Update 12/28/11: Western Samoa is skipping this Friday to make the switch. American Samoa is not making the switch and will be the last place on Earth to end the day, an hour after Hawaii.
The deadline for ICALP 2009 was February 10th at 12:30 PM in Greece where the conference will be held. Did you sleep late and miss it? Why not have the deadline in late afternoon so people can keep working on their papers?
But in fact the deadline was Tuesday. At least while it was Tuesday anywhere in the world. So ICALP waits until the small country of Samoa approaches midnight before making its papers due. So the Greeks get all morning Wednesday. The New Zealanders have all day Wednesday until 11:30 PM. With Daylight Savings Time, the Kiwis are a full day ahead of the Samoans.
Nothing against the fine citizens of Samoa but it is not a hotbed of theoretical computer science. So it still seems strange to list the submission deadline as "February 10, 2009, (23:30 GMT-11)" in a time zone from which they will likely get no submissions instead of just giving the deadline as February 11, 2009 (10:30 GMT).

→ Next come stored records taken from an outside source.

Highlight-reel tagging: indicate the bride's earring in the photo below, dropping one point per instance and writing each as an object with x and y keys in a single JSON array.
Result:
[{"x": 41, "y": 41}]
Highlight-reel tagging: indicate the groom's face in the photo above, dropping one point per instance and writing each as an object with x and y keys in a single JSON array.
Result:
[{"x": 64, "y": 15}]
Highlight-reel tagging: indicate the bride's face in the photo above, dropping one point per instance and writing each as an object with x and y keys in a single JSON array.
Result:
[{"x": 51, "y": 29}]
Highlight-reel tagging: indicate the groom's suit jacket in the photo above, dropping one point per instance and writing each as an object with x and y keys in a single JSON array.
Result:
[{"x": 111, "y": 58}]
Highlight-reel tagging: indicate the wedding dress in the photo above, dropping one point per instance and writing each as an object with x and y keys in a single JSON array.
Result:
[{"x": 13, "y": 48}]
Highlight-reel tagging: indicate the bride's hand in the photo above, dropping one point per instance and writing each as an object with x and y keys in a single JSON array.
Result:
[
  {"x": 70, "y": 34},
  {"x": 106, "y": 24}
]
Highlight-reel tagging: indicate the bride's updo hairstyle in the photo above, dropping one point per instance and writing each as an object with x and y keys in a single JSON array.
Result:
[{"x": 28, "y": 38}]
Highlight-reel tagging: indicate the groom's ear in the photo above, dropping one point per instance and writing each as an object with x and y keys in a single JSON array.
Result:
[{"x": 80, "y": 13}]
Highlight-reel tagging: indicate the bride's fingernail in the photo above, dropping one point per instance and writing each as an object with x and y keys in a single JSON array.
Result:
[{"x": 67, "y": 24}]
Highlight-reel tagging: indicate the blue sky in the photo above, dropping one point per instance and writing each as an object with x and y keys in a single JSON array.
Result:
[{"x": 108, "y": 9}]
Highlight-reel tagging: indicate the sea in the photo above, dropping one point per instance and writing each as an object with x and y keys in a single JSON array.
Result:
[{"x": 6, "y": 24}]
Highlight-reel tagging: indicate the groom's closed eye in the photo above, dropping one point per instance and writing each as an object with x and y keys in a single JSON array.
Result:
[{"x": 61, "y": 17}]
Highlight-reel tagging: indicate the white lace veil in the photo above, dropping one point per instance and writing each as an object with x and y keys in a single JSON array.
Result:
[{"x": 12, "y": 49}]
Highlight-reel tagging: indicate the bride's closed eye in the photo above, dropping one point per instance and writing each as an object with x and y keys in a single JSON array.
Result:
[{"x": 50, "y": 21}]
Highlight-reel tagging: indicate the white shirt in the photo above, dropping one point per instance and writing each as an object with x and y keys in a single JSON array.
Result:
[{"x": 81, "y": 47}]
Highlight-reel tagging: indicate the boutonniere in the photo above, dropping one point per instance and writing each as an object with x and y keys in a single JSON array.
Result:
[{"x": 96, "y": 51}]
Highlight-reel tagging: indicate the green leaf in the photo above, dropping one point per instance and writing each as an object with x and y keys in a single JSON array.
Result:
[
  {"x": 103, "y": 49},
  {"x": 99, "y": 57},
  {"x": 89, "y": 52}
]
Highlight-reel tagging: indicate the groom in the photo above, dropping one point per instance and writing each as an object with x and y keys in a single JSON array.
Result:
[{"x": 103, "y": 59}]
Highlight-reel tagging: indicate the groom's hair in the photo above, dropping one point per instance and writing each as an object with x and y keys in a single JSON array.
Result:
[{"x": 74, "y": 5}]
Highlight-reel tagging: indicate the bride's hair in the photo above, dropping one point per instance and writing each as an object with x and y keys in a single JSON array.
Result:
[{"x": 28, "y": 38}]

Not all conferences follow the Samoan rule. Complexity deadline is midnight Eastern on Friday. At EC we used Midnight GMT on Monday and we received a few complaints from people in the US. I just didn't want to have to be up at 4:30 AM Chicago time making sure the submission server wasn't crashing.
The NSF has a policy of submission of 5 PM in the submitter's time zone. So perhaps conferences could have a deadline of midnight in the place the submitter lives. This would give those Samoans the extra time they so richly deserve.